ARKANSAS PER CAPITA
INCOME GROWTH
ANEMIC SINCE 1971 INCOME TAX HIKE
"In order for Arkansas
to move from a low-wage to a high-wage economy, the state needs to decrease
marginal tax rates ...in order to attract (high-income) workers to Arkansas."
("Taxes And Savings in Arkansas." Murphy Commission, 1998)
(June 2006) Democratic Gov. Dale Bumpers and the General Assembly raised
Arkansas' top income tax rate to "broaden the tax base" in 1971(1).
Yet Arkansas' per capita income, expressed as a percentage of the U.S.
total, has barely improved, moving from 71 (1971) to 77.7 percent (2005)
over the 34-year period, according to data from the U.S. Bureau of Economic
Analysis. Arkansans would have to wait until the final decade of the 21st
Century (2090-2100) to enjoy per capita income on a par with the U.S.
average if growth continues at its current anemic rate.
The 1971 income tax increase reversed a decades-long strong growth trend
and left Arkansas with the highest income tax rate among bordering states
(Mississippi, Missouri, Louisiana, Oklahoma, Tennessee and Texas).
Income Stagnation: The 1930s
One has to turn to the 1930s-the decade of the Great Depression-to find
weaker income growth than in recent years.
Arkansas per capita personal income was 44 percent of the U.S. in 1929,
the first year data was compiled in the BEA time series. The Great Depression
started that year, and by the time it ended in 1933 Arkansas per capita
income had fallen to 41 percent of the U.S. By decade's end (1939) it
had returned to 44 percent.
Growth Decades: The 1940s, 1950s & 1960s
Arkansas per capita income increased as a percentage of the U.S. in the
next three decades.
In 1941, at the onset of World War II, Arkansas per capita income was
47 percent of the U.S. It was 59 percent at war's end in 1945 and again
in 1949. It was 56 percent in 1950, 62 percent a decade later in 1960,
and 68 percent in 1969. If this growth rate had continued Arkansas would
have exceeded 100 percent of the U.S. average in the current decade (2000-2009).

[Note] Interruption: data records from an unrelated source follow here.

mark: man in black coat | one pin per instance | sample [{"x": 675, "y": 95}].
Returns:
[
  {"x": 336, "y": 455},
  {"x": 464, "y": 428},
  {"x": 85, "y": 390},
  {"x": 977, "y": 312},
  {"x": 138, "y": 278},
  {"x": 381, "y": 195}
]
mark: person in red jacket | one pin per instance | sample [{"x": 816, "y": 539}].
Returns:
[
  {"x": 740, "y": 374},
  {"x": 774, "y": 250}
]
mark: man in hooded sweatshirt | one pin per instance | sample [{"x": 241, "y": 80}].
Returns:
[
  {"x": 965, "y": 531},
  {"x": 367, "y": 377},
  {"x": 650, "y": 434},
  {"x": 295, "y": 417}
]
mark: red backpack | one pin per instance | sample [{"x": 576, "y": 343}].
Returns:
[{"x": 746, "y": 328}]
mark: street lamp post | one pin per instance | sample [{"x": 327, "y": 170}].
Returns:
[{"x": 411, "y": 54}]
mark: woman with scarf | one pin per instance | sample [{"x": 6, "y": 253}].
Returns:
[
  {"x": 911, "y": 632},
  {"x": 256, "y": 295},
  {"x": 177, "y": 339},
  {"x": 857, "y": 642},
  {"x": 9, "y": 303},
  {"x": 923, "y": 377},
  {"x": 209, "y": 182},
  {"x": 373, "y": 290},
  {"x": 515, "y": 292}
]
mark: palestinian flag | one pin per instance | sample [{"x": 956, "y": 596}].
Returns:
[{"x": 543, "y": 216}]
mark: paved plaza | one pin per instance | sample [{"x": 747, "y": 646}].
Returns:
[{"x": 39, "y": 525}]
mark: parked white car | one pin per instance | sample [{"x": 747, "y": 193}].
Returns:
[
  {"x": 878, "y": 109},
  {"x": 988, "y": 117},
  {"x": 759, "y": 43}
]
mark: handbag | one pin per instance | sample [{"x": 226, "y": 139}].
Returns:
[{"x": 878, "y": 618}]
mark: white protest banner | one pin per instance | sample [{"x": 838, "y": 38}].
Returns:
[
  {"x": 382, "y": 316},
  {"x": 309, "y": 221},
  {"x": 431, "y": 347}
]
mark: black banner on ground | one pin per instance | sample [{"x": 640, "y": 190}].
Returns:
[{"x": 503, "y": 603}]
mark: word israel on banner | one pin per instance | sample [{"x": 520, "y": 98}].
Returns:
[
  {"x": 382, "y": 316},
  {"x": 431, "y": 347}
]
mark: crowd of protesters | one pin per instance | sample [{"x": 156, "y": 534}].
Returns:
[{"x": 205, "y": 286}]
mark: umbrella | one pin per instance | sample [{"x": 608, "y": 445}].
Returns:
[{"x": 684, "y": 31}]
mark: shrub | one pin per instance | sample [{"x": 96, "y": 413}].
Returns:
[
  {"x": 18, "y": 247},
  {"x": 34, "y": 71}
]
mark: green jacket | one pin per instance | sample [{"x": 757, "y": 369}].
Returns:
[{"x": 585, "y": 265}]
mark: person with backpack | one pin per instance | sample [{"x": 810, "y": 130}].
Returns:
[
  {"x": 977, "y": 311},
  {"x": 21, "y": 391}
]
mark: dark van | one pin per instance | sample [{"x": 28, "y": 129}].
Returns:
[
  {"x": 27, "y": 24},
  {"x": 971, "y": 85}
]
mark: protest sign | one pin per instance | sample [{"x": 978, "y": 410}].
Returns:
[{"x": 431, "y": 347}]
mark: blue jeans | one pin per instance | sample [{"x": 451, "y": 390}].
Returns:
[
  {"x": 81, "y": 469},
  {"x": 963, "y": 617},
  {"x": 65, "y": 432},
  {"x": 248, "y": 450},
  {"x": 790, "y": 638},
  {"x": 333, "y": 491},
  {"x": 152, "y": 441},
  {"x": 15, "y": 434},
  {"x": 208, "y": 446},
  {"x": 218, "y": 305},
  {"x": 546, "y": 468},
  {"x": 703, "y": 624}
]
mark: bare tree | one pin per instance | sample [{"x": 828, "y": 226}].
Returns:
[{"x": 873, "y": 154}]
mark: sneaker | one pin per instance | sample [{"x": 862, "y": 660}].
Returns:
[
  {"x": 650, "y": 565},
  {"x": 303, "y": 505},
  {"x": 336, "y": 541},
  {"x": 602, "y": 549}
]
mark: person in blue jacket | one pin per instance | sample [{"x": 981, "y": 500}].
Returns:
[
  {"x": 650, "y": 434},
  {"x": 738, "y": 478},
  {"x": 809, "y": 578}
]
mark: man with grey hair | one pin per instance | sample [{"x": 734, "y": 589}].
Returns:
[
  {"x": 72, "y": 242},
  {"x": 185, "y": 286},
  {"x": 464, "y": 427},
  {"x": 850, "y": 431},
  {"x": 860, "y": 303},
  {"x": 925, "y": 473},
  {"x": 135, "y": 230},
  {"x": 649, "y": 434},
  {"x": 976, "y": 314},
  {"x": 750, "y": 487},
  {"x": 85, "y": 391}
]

To summarize, Arkansas per capita income increased from 44 to 71 percent
of the U.S. total between 1939 and 1971.
Anemic Income Growth (1971-2005)
The trend in recent decades is anemic growth in Arkansas per capita personal
income. Fiscal policy changes effect economic behavior with a time lag.

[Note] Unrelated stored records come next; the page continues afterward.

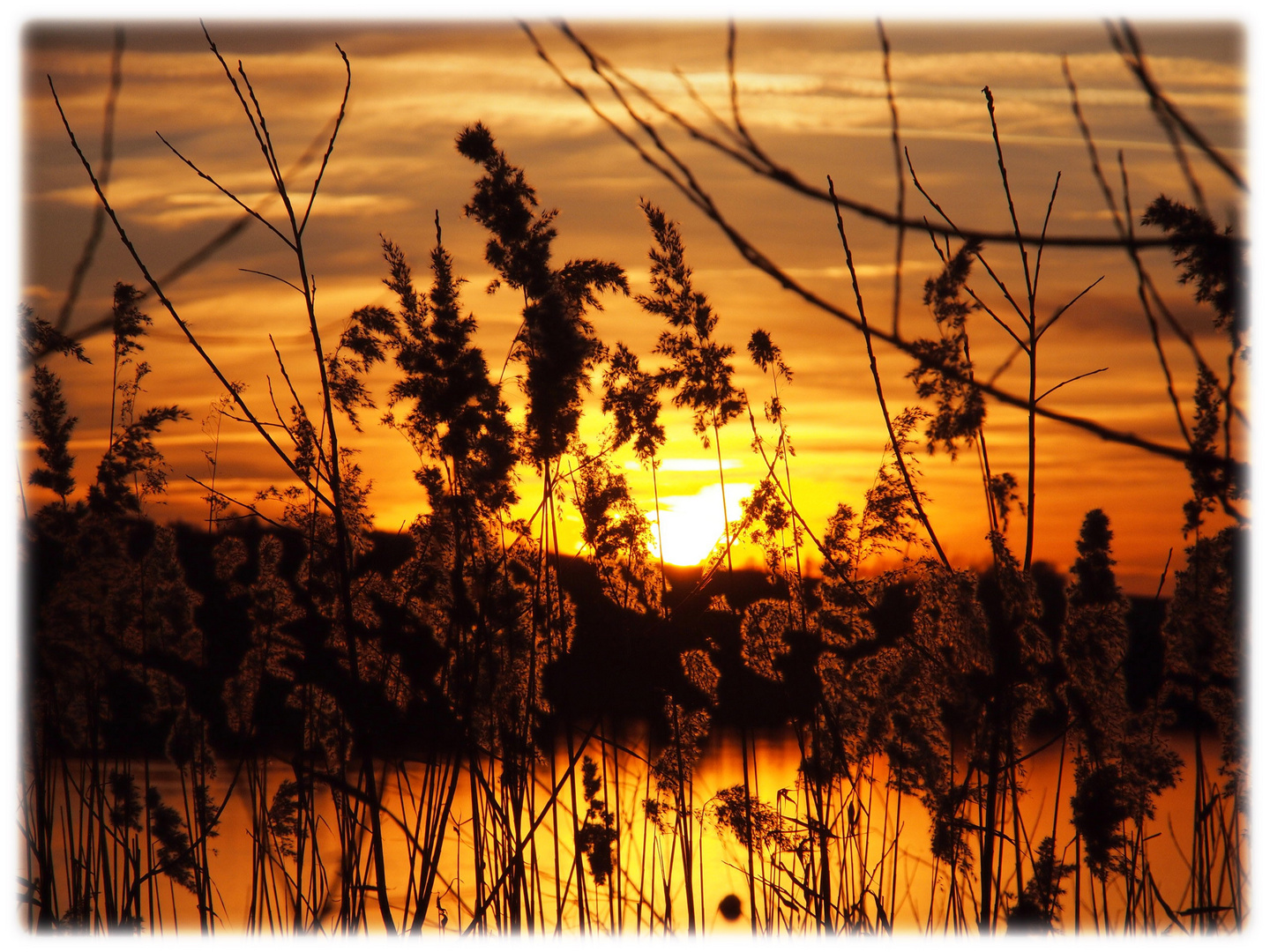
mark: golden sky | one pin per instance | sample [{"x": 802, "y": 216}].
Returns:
[{"x": 813, "y": 94}]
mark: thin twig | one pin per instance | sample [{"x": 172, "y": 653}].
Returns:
[{"x": 882, "y": 400}]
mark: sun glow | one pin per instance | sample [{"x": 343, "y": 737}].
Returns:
[{"x": 691, "y": 525}]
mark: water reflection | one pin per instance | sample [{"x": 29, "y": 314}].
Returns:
[{"x": 868, "y": 867}]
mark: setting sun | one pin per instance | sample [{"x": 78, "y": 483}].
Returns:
[
  {"x": 691, "y": 525},
  {"x": 387, "y": 426}
]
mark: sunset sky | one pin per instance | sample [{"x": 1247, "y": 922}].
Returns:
[{"x": 811, "y": 94}]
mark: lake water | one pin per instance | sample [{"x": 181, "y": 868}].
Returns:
[{"x": 865, "y": 866}]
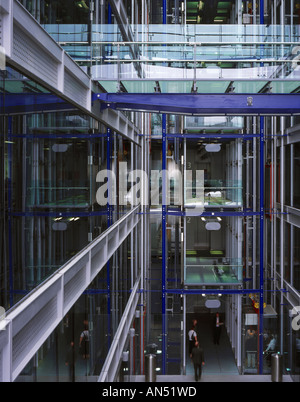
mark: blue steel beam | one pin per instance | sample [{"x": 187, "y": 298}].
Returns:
[
  {"x": 204, "y": 104},
  {"x": 164, "y": 241}
]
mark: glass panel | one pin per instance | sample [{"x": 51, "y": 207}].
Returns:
[
  {"x": 296, "y": 176},
  {"x": 139, "y": 86},
  {"x": 284, "y": 87},
  {"x": 212, "y": 86},
  {"x": 248, "y": 86},
  {"x": 176, "y": 86}
]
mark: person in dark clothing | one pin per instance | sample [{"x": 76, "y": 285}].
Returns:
[
  {"x": 198, "y": 360},
  {"x": 217, "y": 328},
  {"x": 70, "y": 361}
]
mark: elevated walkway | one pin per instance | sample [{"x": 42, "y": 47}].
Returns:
[{"x": 213, "y": 378}]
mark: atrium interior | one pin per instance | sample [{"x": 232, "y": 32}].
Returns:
[{"x": 150, "y": 151}]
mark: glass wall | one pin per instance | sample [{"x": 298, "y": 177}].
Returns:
[{"x": 77, "y": 349}]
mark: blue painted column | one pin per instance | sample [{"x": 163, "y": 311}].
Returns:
[
  {"x": 109, "y": 223},
  {"x": 10, "y": 223},
  {"x": 261, "y": 263},
  {"x": 164, "y": 238},
  {"x": 262, "y": 216},
  {"x": 262, "y": 12},
  {"x": 109, "y": 19},
  {"x": 164, "y": 11}
]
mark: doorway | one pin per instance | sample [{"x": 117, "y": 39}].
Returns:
[{"x": 219, "y": 358}]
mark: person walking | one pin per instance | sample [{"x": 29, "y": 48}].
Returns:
[
  {"x": 192, "y": 335},
  {"x": 217, "y": 328},
  {"x": 198, "y": 360}
]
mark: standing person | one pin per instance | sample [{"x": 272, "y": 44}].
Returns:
[
  {"x": 198, "y": 360},
  {"x": 84, "y": 343},
  {"x": 217, "y": 328},
  {"x": 70, "y": 361},
  {"x": 192, "y": 335}
]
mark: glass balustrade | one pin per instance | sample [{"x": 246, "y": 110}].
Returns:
[{"x": 214, "y": 270}]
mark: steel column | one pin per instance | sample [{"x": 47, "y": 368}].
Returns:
[
  {"x": 164, "y": 237},
  {"x": 261, "y": 302}
]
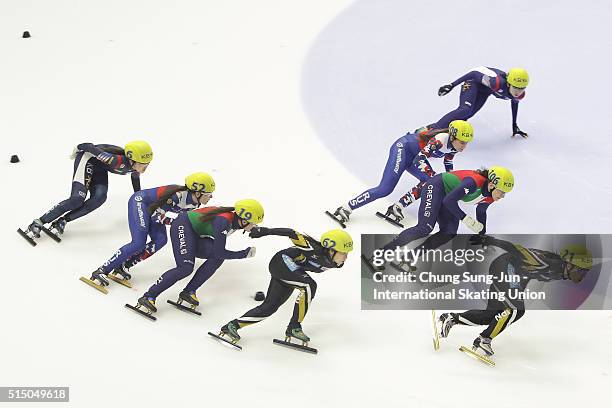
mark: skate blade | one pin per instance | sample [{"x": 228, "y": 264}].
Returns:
[
  {"x": 184, "y": 308},
  {"x": 140, "y": 312},
  {"x": 398, "y": 267},
  {"x": 225, "y": 341},
  {"x": 26, "y": 237},
  {"x": 343, "y": 225},
  {"x": 51, "y": 234},
  {"x": 477, "y": 356},
  {"x": 390, "y": 220},
  {"x": 293, "y": 346},
  {"x": 436, "y": 338},
  {"x": 94, "y": 285},
  {"x": 119, "y": 280}
]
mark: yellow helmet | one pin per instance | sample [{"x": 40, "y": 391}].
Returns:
[
  {"x": 249, "y": 210},
  {"x": 577, "y": 255},
  {"x": 139, "y": 151},
  {"x": 202, "y": 182},
  {"x": 338, "y": 240},
  {"x": 461, "y": 130},
  {"x": 502, "y": 178},
  {"x": 518, "y": 78}
]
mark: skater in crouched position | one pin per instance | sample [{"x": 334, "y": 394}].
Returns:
[
  {"x": 149, "y": 211},
  {"x": 289, "y": 269},
  {"x": 92, "y": 163},
  {"x": 476, "y": 87},
  {"x": 202, "y": 233},
  {"x": 440, "y": 198},
  {"x": 411, "y": 153},
  {"x": 572, "y": 262}
]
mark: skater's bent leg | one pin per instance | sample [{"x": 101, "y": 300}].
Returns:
[
  {"x": 204, "y": 272},
  {"x": 138, "y": 222},
  {"x": 501, "y": 320},
  {"x": 76, "y": 200},
  {"x": 308, "y": 288},
  {"x": 98, "y": 193},
  {"x": 277, "y": 294},
  {"x": 184, "y": 247},
  {"x": 396, "y": 164},
  {"x": 431, "y": 200}
]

Arkansas per capita income was 71 percent of the U.S. in 1971 and 76 percent
in 1973. Income growth stagnated for the rest of the decade, reaching
77 percent of the U.S. in 1979. It fell to 75 percent in 1989, and was
76 percent in 1999. Today, Arkansas per capita income, at 77.7 percent
of the U.S., is barely above its high point of the 1970s.
- Greg Kaza
1 Gov. Bumpers' originally proposed increasing the
top income tax rate from five to nine percent (Arkansas Gazette, March
1 and 4, 1971). The measure fell short of votes in the General Assembly,
forcing a compromise that still left Arkansas with the highest top income
tax rate (7 percent) among its six neighboring states.